To return to the fray he must piece together the broken fragments of his existence. He can trace the precise moment it all fell apart back to the night when, paralyzed and unable to act, he looked horror straight in the face. Two names enter his mind: Al and Dr. Germain. Let’s begin by taking a walk across town. It’s 11:00 a.m. Al never surfaces before midday, and there’s no need for a heads-up. Ahmed no longer owns a telephone anyway. If he walks slowly along the canal he can grab some croissants and get to Al’s around 1:00 p.m.
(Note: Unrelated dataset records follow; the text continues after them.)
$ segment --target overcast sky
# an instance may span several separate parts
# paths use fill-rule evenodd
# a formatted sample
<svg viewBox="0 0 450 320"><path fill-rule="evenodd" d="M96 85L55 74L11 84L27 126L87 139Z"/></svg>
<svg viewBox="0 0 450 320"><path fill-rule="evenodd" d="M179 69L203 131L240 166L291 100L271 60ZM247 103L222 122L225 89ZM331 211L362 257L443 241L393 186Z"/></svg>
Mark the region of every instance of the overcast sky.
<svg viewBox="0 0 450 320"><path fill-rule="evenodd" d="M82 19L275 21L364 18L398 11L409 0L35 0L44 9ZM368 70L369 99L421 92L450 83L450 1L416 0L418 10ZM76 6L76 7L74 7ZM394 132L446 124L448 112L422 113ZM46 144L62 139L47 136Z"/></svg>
His window is open and the sun is streaming into the apartment. June 19. 71°F. Jeans, T-shirt, and into the elevator. After a few yards he runs into Sam—a sixty-year-old Jew from Tiznit—smoking a cigarillo on the step outside his barber’s shop. He acknowledges his loyal customer with a slight nod—he’s cut Ahmed’s hair since he was four. The young man detects a glimmer of irony at the back of the barber’s little light-brown eyes, and files it away in a corner of his mind for later. Three years of psychoanalysis has at least taught him to keep his paranoia in check. He heads for parc de la Villette to pick up canal de l’Ourcq, then straight down to Bastille.